For the next 10 years, Wang supported himself in a variety of jobs, while continuing to research and write, using a variety of pseudonyms. Breaching the “Great Firewall” that censored the Internet, he managed to publish his pro-democracy scholarship online, calling, among other things, for Chinese courts to be given the power of judicial review.
Wang’s career in China as a dissident scholar ended when he became embroiled in an unusual, high-profile dispute involving plagiarism of his work. In 2005, two of his books, On Republicanism and Further Thoughts on Republicanism, he asserts were plagiarized by a prominent pro-government scholar.
Wang drew attention to the selective appropriation and misuse of his work, first writing about it online and eventually suing in court, claiming his intellectual property rights had been violated. The case drew international media attention, as well as the attention of government officials.
Once again in the cross-hairs and threatened with another prison term, Wang finally decided to come to the United States. With the support of the Scholar Rescue Fund, he arrived in New York in January 2008 with his wife and son.
Wang worked on The Grand Transition at Columbia, Northwestern and NYU, before applying to Penn Law as an LLM in 2011.
“A long time ago when I was a law school student in China, I had a dream” he said. “I hoped that someday I would have a chance to receive legal training in a country with democracy and the rule of law like the United States.”
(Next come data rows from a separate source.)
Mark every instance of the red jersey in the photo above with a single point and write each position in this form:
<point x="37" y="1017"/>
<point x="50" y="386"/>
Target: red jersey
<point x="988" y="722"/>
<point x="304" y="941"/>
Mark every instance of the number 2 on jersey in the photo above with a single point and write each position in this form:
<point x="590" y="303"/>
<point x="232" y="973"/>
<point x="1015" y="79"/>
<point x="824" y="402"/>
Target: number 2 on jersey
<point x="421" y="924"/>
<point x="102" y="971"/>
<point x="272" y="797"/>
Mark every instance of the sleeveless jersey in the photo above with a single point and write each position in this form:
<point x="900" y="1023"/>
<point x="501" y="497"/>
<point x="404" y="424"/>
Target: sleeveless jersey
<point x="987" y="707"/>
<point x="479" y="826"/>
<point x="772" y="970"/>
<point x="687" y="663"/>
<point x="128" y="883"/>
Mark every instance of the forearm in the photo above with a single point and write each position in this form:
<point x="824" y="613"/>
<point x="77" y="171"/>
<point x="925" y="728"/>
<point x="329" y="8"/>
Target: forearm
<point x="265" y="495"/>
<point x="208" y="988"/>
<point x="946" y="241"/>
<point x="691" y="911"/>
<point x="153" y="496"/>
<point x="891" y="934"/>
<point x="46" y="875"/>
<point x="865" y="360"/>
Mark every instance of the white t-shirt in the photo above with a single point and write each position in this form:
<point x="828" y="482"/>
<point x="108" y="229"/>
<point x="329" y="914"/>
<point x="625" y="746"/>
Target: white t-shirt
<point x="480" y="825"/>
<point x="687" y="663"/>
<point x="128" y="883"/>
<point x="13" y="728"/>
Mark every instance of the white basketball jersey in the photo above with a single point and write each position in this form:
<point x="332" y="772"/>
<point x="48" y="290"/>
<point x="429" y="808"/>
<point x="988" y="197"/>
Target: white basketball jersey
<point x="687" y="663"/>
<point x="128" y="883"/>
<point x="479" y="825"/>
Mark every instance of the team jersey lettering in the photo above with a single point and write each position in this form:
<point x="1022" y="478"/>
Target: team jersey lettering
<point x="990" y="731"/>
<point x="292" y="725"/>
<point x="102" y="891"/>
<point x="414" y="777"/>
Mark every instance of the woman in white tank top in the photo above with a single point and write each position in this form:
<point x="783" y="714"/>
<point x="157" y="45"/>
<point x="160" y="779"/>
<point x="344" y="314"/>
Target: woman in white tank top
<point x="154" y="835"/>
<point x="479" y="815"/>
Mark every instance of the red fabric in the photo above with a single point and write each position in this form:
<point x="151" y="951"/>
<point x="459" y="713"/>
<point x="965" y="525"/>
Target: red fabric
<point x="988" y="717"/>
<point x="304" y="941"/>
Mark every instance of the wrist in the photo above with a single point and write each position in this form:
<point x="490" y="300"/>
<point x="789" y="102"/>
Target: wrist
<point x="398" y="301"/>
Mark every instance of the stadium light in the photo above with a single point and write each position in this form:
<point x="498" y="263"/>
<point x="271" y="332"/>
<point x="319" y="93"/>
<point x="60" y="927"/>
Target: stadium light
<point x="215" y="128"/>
His studies at Penn Law, he said, have grounded his appreciation of democracy. “Being here, it’s not just a concept. You have a better understanding of how to build up the institutions [of democracy], the courts, what kinds of expectations are reasonable, the strengths and shortcomings. It helps you think in a more productive way.”
“I was very enthusiastic about Wang’s application to Penn Law,” said Amy Gadsden, Associate Dean for International Affairs and a longtime advocate for legal and human rights reform in China. “It is an honor to be in the presence of someone who has dedicated his life, at great personal sacrifice, to pushing for democratic change in the PRC. When I talk to Tiancheng, I am reminded of the great value that law schools can play in fostering debate about the relationship between state and society.”
For the foreseeable future, Wang’s continued scholarship will take place in the U.S. Shortly after arriving in New York, he said, he was invited to dinner by agents of the Chinese security apparatus, who told him not to return to China.
His immediate plans are to return to New York, where he hopes, among other activities, to found a pro-democracy journal. But he also believes that the day is not far distant when he will be able to return to a democratic China.
“Civil society is growing,” he said. “And the mentality of the people has changed. Nobody trusts the ideology of the Communist Party.”
And the hopeful lesson he takes away from his study of democratic transitions is this: “Before a dictatorship collapses, people think it will last forever. But very often change comes overnight. We will have a chance in the near future to make a new constitution for China. This day will come. It will not take long.”